Fisica: matrice di transizione
In fisica delle particelle elementari, è detta matrice di transizione la matrice i cui elementi Tαβconsentono di calcolare velocità di transizione, ω, da uno stato iniziale di un dato sistema di particelle descritto dalla funzione di stato (funzione d'onda) ψα (canale α), a uno stato finale del sistema descritto dalla funzione ψβ (canale β), quando l'interazione fra le particelle è interpretabile secondo la teoria delle perturbazioni al primo ordine. In questa forma, la teoria dell'interazione non tiene conto degli stati intermedi della reazione.
Fisica: matrice S
Nel formalismo della meccanica ondulatoria, la transizione è descritta anche dalla matrice S, matrice i cui elementi determinano il comportamento della funzione d'onda di un sistema di due particelle dopo un'interazione, a distanze grandi dal centro d'interazione rispetto alle dimensioni nucleari. Se N è il numero delle configurazioni che danno origine a una data interazione e quindi anche il numero delle possibili configurazioni finali, la matrice S è formata da N² numeri complessi, ciascuno corrispondente a una coppia (stato iniziale, stato finale), dipendenti dall'energia a disposizione della reazione.
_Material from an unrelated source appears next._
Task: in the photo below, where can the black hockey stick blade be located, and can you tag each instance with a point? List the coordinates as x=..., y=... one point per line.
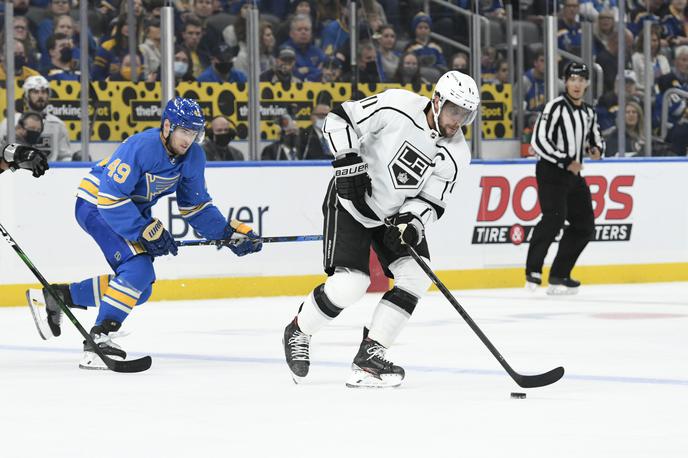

Le sezioni d'urto per le varie interazioni sono esprimibili mediante gli elementi di matrice S, le cui proprietà più importanti sono: è unitaria, cioè ΣcSacSab=δac, con Sac complesso coniugato di Saa; il valore della relazione (cioè vuol dire che la somma delle probabilità per il sistema di uscire dall'interazione secondo un qualunque canale è uguale 1); è invariante rispetto all'inversione temporale.
Chimica
Disponendo gli elementi chimici in ordine di numero atomico, cioè di numero di elettroni periferici crescente, si osserva che, passando dal calcio allo scandio, il nuovo elettrone che entra a far parte della compagine dell'atomo non va a inserirsi nello strato più esterno (strato N) aggiungendosi ai due che già vi si trovano nell'atomo del calcio, ma si colloca invece nello strato sottostante (M), che passa così da otto a nove elettroni. Lo stesso fenomeno si verifica passando dallo scandio all'elemento successivo, il titanio, che mantiene infatti due elettroni nello strato N, aumentando da nove a dieci il numero di elettroni dello strato M. Questa particolare ripartizione prosegue fino a quando con il gallio il nuovo elettrone che si aggiunge a quelli periferici dell'elemento precedente, cioè dello zinco, si inserisce nuovamente nello strato N che passa così da due a tre elettroni. Si ha in tal modo una serie di dieci elementi, che inizia con lo scandio e si chiude con lo zinco, detta serie di transizione 3d dal simbolo del sottostrato di M, che in questa serie si va a mano a mano completando di elettroni. Nel sistema periodico degli elementi si hanno altre serie di transizione: in quella 4d, che si apre con l'ittrio e si chiude con il cadmio, figurano dieci elementi rispettivamente corrispondenti nelle loro proprietà ai dieci elementi della serie 3d; nella serie 5d, che si apre con la famiglia del lantanio e si chiude con il mercurio, figurano invece ventiquattro elementi. La particolare distribuzione degli elettroni periferici degli atomi degli elementi di transizione comporta un insieme di caratteristiche fisiche e chimiche proprie di tali elementi.